Under this situation, the Artificial Intelligence Writing Evaluation systems, which are designed to produce immediate computer-based scores for submitted essays along with the diagnostic feedback, have been widely used by English teachers as an alternative assessment and feedback tool in a lot of middle schools and colleges in China. The most widely used automated writing system is Juku correcting net system known as Pigai.org. The present study takes Juku as an example to aim at finding whether it is really effective to help both the English teachers and the students in English teaching and writing, their use of automated writing evaluation (AWE), their attitude toward AWE, and so on.
Literature Review
AWE, also named as computer-assisted writing assessment, computerized essay scoring, computer essay grading, or machine scoring of essays is defined as “the ability of computer technology to evaluate and score written essays.” 3
AWE systems have been under development since the mid 1960s, when a national network of U.S. universities, known as the College Board, supported the development of Project Essay Grade to help score thousands of high school student essays. 4 Page, who was involved with the development, once demonstrated that original enthusiasm for the results was tainted by practical considerations. In the 1960s computer technology was not advanced enough or accessible enough to expand into a larger scale.

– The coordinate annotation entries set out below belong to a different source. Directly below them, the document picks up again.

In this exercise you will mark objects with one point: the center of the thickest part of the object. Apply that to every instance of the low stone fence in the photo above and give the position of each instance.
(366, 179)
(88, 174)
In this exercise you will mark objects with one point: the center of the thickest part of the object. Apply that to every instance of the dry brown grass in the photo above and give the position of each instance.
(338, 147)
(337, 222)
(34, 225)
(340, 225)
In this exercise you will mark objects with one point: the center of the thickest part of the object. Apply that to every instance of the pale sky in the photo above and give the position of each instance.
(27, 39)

In the 1980s, a second product, the Writer's Workbench, was brought to the market when microcomputers were introduced with interest in Project Essay Grade once again renewed. 5 The Writer's Workbench did not only score essays but also provided feedback to writers on their writing quality. Although technology at that time operated on a narrow definition of quality, as it only allowed for recognizing misspelled or misused words and for identifying long or short sentences, the Writer's Workbench pointed the field in an important direction: focus on feedback.

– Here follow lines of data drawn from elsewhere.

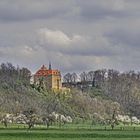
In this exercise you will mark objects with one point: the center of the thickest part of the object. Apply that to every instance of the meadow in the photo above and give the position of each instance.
(68, 133)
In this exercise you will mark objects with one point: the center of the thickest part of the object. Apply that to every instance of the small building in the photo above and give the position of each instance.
(49, 77)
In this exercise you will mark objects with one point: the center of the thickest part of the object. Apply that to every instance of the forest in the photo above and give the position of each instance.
(102, 96)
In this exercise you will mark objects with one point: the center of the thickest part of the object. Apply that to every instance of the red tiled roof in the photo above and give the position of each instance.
(43, 71)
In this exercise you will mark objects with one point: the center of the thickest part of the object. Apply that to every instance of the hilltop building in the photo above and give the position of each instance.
(49, 77)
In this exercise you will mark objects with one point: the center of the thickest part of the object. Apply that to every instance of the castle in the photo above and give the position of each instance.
(49, 77)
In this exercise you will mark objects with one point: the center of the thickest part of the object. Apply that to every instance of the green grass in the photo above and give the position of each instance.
(94, 133)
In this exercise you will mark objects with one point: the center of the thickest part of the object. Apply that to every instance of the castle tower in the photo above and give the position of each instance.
(51, 77)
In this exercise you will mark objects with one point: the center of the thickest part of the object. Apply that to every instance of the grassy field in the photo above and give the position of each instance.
(94, 133)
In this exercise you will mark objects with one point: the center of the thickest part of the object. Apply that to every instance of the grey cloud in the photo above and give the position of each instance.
(127, 37)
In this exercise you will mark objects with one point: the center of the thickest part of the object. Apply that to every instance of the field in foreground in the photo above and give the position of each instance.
(68, 134)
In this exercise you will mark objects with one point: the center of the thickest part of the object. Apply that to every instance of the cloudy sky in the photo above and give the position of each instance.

After 10 years of development, in 1998 Vantage Learning finally released the scoring engine IntelliMetric. It was known as the first holistic essay-scoring tool based on artificial intelligence (AI).6,7 Using a blend of AI, natural language processing, and statistical technologies, IntelliMetric is a type of learning engine that internalizes the “pooled wisdom” of expert human raters. 6 One of the best attributes of IntelliMetric™ is its capability of evaluating essay responses in multiple languages, including English, Spanish, Hebrew, Bahasa, Dutch, French, Portuguese, German, Italian, Arabic, and Japanese. 6
Since then, with the significant advancement in computer technology, the potential of AWE has been largely deployed in research, which has been informed by different types of perspectives from teaching pedagogy, educational measurement, and cognitive science. In other words, what is considered to be most beneficial for students, models which reflect students' thought processes, psychometric evaluations of reliability and validity, and considerations about operational systems and their functionality—all have contributed to the development and implementation of AWE systems. WritetoLearn™, Criterion, and My Access! are the most popular three AWE systems in the market, and they were specifically developed from Intelligent Essay Assessor, E-rater, and IntelliMetirc Automated Writing Scoring engines. Many colleges and universities, high schools, and language testing organizations use AWE system to provide grade to student essays.4,6,8–11
In China, a variety of AWE systems have also emerged in recent years, such as EFL Essay Evaluator (EEE) invented by Liang Maocheng,12,13 Writing Roadmap developed by CTB/McGraw-Hill, Juku AWE system developed by Beijing University of Posts and Telecommunications, partly one of English Writing Intelligent Tutoring Systems (EWITS) based on corpus and cloud computing, Bingo English AWE system, E-rater (Electronic Essay Rater)TM and ETS (Educational Testing Services) Criterion Online Writing Evaluation Service. Juku correcting net, Writing Roadmap, and Bingo English AWE system are the main ones used in China, with Juku being used most popularly among college English teachers and students.
Studies on AWE system
Studies on AWE system mainly involve the effectiveness of the AWE, the differences of using AWE and the traditional way, the comparison of two AWE systems, teachers' and students' attitude to AWE, and so on.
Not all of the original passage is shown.